Une police entravée par la question des juridictions
Malgré tout, il a fallu un certain temps avant que la descente ne soit menée. Le livre détaille cette période d’atermoiements. En résumé, la police craignait qu’une intervention sur le site de production de sarin mette la vie de ses agents en danger.
De plus, une telle opération nécessitait des ressources considérables, alors qu’à l’époque, seules les polices de Nagano, Yamanashi et Kanagawa avaient juridiction pour enquêter sur Aum. La NPA souhaitait mobiliser ses enquêteurs d’élite de Tokyo, mais aucun crime lié à Aum n’avait encore été commis dans la capitale. Pour lancer la descente, il aurait aussi fallu des combinaisons de protection et d’autres équipements, ainsi qu’une consultation avec le Bureau des procureurs.

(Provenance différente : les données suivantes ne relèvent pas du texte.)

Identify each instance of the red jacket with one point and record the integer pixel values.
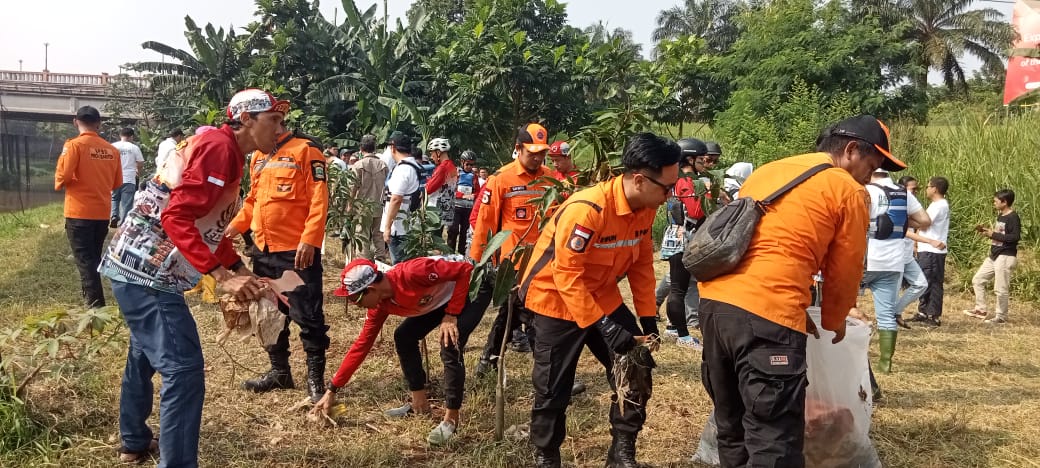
(420, 286)
(210, 181)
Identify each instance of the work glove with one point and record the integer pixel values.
(616, 336)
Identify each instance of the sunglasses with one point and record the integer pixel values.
(668, 188)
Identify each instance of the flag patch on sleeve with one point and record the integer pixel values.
(579, 238)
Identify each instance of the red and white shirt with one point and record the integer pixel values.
(420, 286)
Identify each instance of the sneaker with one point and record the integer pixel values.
(442, 434)
(404, 411)
(976, 313)
(691, 342)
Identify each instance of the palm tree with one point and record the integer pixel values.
(943, 31)
(710, 20)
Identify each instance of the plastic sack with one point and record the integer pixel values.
(837, 403)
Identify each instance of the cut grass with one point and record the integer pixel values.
(962, 395)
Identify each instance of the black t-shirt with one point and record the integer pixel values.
(1007, 232)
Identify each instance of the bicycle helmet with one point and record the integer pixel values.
(439, 145)
(693, 147)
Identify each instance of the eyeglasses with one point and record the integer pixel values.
(668, 188)
(360, 296)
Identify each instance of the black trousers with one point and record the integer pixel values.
(407, 342)
(754, 371)
(556, 352)
(86, 237)
(934, 266)
(678, 285)
(305, 303)
(458, 229)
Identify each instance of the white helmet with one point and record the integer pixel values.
(439, 145)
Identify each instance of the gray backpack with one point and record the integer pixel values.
(721, 241)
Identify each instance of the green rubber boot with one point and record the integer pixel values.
(886, 342)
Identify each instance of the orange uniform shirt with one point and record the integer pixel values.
(505, 206)
(88, 171)
(288, 200)
(592, 242)
(820, 225)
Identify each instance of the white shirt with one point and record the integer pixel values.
(166, 147)
(886, 255)
(939, 211)
(404, 181)
(129, 157)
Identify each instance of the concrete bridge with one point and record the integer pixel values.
(54, 97)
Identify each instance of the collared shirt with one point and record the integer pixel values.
(88, 170)
(288, 199)
(505, 206)
(594, 239)
(820, 225)
(420, 286)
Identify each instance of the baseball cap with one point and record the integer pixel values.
(869, 129)
(88, 114)
(560, 149)
(399, 140)
(254, 100)
(534, 137)
(357, 277)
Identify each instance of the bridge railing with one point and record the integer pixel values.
(69, 78)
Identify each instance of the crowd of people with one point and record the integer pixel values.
(178, 225)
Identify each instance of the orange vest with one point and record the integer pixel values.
(288, 200)
(88, 170)
(593, 241)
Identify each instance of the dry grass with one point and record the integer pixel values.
(963, 395)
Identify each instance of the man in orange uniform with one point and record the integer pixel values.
(505, 206)
(599, 235)
(754, 318)
(286, 209)
(88, 171)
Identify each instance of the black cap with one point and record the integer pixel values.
(88, 114)
(869, 129)
(399, 140)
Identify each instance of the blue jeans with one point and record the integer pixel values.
(123, 201)
(163, 338)
(885, 286)
(916, 284)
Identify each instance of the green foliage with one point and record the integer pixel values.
(788, 127)
(980, 156)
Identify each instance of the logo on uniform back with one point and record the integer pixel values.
(579, 238)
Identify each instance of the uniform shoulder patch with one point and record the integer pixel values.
(579, 238)
(318, 171)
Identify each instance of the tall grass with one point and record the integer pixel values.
(979, 156)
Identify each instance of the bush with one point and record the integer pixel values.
(980, 156)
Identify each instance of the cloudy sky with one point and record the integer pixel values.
(99, 35)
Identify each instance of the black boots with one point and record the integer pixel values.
(547, 459)
(278, 378)
(622, 452)
(315, 377)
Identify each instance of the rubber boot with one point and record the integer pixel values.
(547, 459)
(886, 342)
(278, 378)
(315, 375)
(623, 453)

Le directeur de la NPA avait rencontré d’autres hauts responsables pour évoquer la situation, mais aucune date n’avait été arrêtée. Les délibérations se sont poursuivies jusqu’à la fin de l’année 1994. Puis, en février 1995, Aum a commis sa première attaque à Tokyo : l’enlèvement et l’homicide involontaire de Kariya Kiyoshi, chef du bureau notarial de Meguro. Cet incident a permis de fixer la date du 22 mars pour la descente, avec l’enlèvement et la mort de Kariya comme chef d’accusation du mandat de perquisition.

Chikatetsu sarin jiken wa naze fusegenakatta no ka (« Pourquoi l’attaque au gaz sarin du métro n’a-t-elle pas pu être évitée ? »)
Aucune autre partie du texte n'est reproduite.